千家宮司――第79代千家尊澄(センゲタカスミ)。千家・北島両家が出雲国造。大社の行事を仕切る。
      両家はあまり仲良くないようだ。
      80代千家尊福は明治5年、出雲大社教設立。一方、北島家は出雲教設立。
      いすみ市の出雲大社には「上総教会」との表記がある。

幕末からの尊王攘夷運動で、伊勢のアマテラスばかりが脚光を浴びると、オオクニヌシを祭る出雲大社は危機感を抱きました。
現世のことはアマテラス、あの世のことはオオクニヌシ。二柱の神は同格だと主張しましたが、国家神道ではアマテラスを最高位としてしまいました。

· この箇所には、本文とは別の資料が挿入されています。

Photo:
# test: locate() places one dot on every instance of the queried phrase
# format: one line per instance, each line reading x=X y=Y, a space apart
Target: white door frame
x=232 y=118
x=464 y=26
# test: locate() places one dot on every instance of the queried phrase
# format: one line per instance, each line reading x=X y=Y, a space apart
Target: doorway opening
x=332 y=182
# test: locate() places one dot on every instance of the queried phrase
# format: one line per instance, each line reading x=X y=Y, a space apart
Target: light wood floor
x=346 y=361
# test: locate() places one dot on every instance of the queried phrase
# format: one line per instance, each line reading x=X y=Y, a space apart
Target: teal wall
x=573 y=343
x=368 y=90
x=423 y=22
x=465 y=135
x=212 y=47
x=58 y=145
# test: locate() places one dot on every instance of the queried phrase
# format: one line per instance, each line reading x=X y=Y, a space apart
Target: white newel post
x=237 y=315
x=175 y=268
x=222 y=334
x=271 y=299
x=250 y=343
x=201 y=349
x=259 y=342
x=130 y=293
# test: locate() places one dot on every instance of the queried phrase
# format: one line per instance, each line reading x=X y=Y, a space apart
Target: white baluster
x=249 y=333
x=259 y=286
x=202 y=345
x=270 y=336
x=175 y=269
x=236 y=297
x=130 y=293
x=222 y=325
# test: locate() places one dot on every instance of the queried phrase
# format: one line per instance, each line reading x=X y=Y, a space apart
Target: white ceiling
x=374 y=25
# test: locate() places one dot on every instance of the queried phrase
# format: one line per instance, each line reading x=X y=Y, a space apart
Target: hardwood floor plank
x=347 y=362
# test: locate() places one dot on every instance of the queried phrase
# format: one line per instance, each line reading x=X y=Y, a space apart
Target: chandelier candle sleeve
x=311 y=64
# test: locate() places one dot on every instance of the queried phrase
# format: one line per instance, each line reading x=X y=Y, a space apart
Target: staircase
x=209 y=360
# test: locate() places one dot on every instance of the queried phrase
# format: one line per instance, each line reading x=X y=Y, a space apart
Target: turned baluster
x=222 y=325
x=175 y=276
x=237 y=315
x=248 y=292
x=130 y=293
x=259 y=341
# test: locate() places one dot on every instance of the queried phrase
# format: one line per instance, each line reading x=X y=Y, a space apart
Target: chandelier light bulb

文明開化で日本の伝統が打ち捨てられることにも危機感を抱き、積極的に国民の中に布教し始めました。
いすみ市の諏訪神社境内に出雲大社が設立されるのは、このような時期です。

諏訪神社の神様は建御名方(タケミナカタ)で大国主の子ども。武神。
今はオオクニヌシと一緒に、親子そろって同じ敷地に鎮座ましましています。

長く複雑な歴史のある出雲大社ですが、今日ではすっかり穏やかになり
境内には 『縁結びの神、福徳の神』 とありました。
一般庶民にとっては、幸せをもたらす神様--だと思います。